First, let me start by saying that I feel single mothers have received a bad rap. Households led by a single parent increased 10-fold in the last half of the 20th century, the vast majority of which headed by mothers. During that time, many seemed too eager to blame every societal problem on single-parent households. Children are too angry, too sad, too loud, or too shy, commentators would argue. And it's all because the father isn't present...
While sometimes misguided, I understand the inclination. We all want what's best for children and want them to grow up to become happy, healthy, and productive adults. And of course, an engaged father is not some magic spell that casts success on any child who has one. I'm sure we could find plenty of examples to the contrary.
Here comes the BUT...
But, on average over the long-term, children who have two engaged parents, both mother and father, do better than children who don't.
While researching the topic on ECKLC, I came across the article "Appreciating How Fathers Give Children a Head Start." I had read the article before, but hadn't visited it in quite a few years. The article itself is extensively researched, including 46 footnote citations and a suggested reading list of 11 books. I could write a dozen blogs using the content presented in this article alone.
From the very first paragraph, you see that engaged fatherhood is not a substitute for engaged motherhood, but that both parents bring valuable skills to parenting that work best when they're used together.

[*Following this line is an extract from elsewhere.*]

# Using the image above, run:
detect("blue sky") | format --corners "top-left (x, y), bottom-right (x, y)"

"Scholars now know that boys and girls who grow up with an involved father, as well as an involved mother, have stronger cognitive and motor skills, enjoy elevated levels of physical and mental health, become better problem-solvers, and are more confident, curious, and empathetic. They also show greater moral sensitivity and self-control."
In one section, "Fathers Help Prepare Children for the Real World," the article touches on how fatherly love perfectly compliments motherly love.
"Generally speaking, fathers tend to see their child in relation to the rest of the world, while mothers tend to see the rest of the world in relation to their child... fathers help children prepare for the reality and harshness of the real world, and mothers help protect against it. Both are necessary as children grow into adulthood."
In another example about discipline, it states:
"Fathers tend to observe and enforce rules systematically and sternly, which teach children the objectivity and consequences of right and wrong. Mothers tend toward grace and sympathy in the midst of disobedience, which provide a sense of hopefulness. Again, either of these by themselves is not good, but, together, they create a healthy, proper balance."
Back to these rooms of women, many of whom are mothers themselves... While Head Start policy makers are constantly talking about the importance of fathers and getting fathers involved, mothers (and particularly single mothers) can often feel like their contributions (which are vastly larger overall) aren't appreciated. Quite the contrary. The reason we talk about fatherhood so often is that it takes a lot of extra effort to get fathers engaged. And just like a father can't be a mother, a mother can't be a father. Rather, they are perfectly complimentary.
If I've said it once, I've said it a thousand times... If a child's father is around, it is imperative that we as Head Start staff do everything we can to engage him in his child's education. Exhaust every avenue, overcome objections, and do our best to not take no for an answer. I know it can be challenging, but most things that are worth doing are. It takes planning, it takes a strategy, but most importantly, it takes the firm decision that you're going to make it a priority for your program no matter how hard it seems.